A recent appreciation of lung cancer in never smokers (LCINS) has raised concerns about global incidence and mortality. LCINS accounts for an estimated 25% of all lung cancers. Exposure to secondhand smoke and air pollution has been linked to the rise of LCINS; however, further research is needed to understand the etiology of LCINS fully. A more comprehensive understanding of the drivers of LCINS could significantly improve strategies aimed at prevention and early intervention.
New research published in Nature investigates the mutational changes occurring in the genomes of patients with LCINS. The researchers obtained data from the Sherlock-Lung study, a database generated to trace the etiology of lung cancer in never smokers through the analysis of genetic data in lung tumors and surrounding lung tissue. From this database, the study obtained genetic data from 871 patients diagnosed with lung cancer who had never smoked. These patients had provided samples for genomic analysis before receiving treatment, referred to as “treatment naïve,” so any detected mutations could be fully attributed to exposures, not cancer treatment. Notably, the patients from this study represented 28 different geographic areas, so regional exposures may be different between cohorts within the larger group.

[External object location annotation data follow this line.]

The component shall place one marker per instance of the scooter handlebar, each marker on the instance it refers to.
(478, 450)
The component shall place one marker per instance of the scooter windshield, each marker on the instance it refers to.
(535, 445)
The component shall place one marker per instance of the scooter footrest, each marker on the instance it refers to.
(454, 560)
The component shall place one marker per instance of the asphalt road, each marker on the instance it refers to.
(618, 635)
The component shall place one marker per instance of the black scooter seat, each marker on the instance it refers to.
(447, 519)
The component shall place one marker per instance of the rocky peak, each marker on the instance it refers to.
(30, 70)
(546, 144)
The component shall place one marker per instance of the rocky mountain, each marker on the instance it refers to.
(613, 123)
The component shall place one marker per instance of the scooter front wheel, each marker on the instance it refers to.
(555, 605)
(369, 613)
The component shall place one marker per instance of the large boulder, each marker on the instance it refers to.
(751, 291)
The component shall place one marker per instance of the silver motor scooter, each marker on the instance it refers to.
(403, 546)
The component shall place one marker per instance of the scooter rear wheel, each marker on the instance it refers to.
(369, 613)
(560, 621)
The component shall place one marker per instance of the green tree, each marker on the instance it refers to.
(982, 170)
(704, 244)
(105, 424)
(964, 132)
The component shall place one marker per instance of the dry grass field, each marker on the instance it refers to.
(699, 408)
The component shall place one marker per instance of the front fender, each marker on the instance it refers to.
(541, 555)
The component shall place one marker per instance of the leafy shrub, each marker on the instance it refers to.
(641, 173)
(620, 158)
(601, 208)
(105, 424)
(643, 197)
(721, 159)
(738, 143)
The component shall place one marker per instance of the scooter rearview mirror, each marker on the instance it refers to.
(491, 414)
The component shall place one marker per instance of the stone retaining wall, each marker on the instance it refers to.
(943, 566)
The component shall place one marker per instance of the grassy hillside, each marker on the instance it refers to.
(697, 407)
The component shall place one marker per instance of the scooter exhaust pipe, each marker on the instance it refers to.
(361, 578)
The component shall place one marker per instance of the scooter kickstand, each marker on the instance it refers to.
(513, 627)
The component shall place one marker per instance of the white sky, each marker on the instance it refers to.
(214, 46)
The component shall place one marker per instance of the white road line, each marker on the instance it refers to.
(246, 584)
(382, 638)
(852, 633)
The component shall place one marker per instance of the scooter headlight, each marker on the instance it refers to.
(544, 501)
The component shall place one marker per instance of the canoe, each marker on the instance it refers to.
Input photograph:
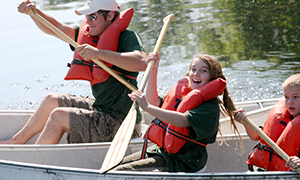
(83, 161)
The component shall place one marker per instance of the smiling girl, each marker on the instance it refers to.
(190, 110)
(282, 126)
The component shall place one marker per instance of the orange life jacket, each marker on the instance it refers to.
(109, 40)
(284, 132)
(171, 137)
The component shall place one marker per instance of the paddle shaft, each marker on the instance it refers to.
(268, 140)
(73, 43)
(119, 145)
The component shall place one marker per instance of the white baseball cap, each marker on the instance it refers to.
(92, 6)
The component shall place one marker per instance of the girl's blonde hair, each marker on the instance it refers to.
(227, 106)
(292, 81)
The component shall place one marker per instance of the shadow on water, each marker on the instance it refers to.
(256, 41)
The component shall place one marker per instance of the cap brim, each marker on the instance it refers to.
(85, 10)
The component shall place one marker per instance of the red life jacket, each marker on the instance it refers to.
(109, 40)
(171, 137)
(284, 132)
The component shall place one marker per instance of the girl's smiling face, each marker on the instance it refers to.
(199, 73)
(292, 100)
(97, 25)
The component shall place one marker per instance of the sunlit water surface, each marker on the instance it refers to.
(34, 64)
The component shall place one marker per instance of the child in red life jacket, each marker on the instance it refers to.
(196, 115)
(282, 126)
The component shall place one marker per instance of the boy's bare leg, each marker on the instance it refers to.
(36, 122)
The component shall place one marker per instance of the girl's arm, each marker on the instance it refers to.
(239, 116)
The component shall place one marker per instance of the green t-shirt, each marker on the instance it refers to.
(111, 96)
(204, 121)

The analysis revealed a notable distinction between LCINS cases from North America and Europe compared to those from East Asis. The researchers evaluated the prevalence of mutations in genes related to cell growth and death that have established associations with lung cancer. The data shows that mutations in KRAS were highly elevated in the North American/European patients. On the other hand, mutations in EGFR and TP53, two genes also involved in cell division and growth, appeared significantly elevated in samples from LCINS from East Asia compared to those from North America and Europe.
Next, the study evaluated SBS40a, a gene signature linked to exposure to aristolochic acid, which can come from contaminated herbs such as ginger, or stemming from an unknown cause. The researchers found that signature SBS40a, with unknown cause, was prevalent in cases with EGFR mutations, while signature SBS22a, associated with exposure to aristolochic acid, was only detectable in samples from LCINS from Taiwan.
The study did not find an association between secondhand smoke and mutations or gene signatures. However, the researchers detected a strong association between air pollution and TP53 mutations. Samples from patients in areas with high levels of air pollution exhibited increases in mutations and gene signatures associated with tobacco smoking. Increased air pollution levels correlated with mutations.
The study provides valuable insight into the mutagenic changes that influence lung cancer development in never smokers. Further exploration of the links between air pollution and LCINS could have a significant impact on shaping cancer prevention and screening programs to optimize early detection and treatment of lung cancer.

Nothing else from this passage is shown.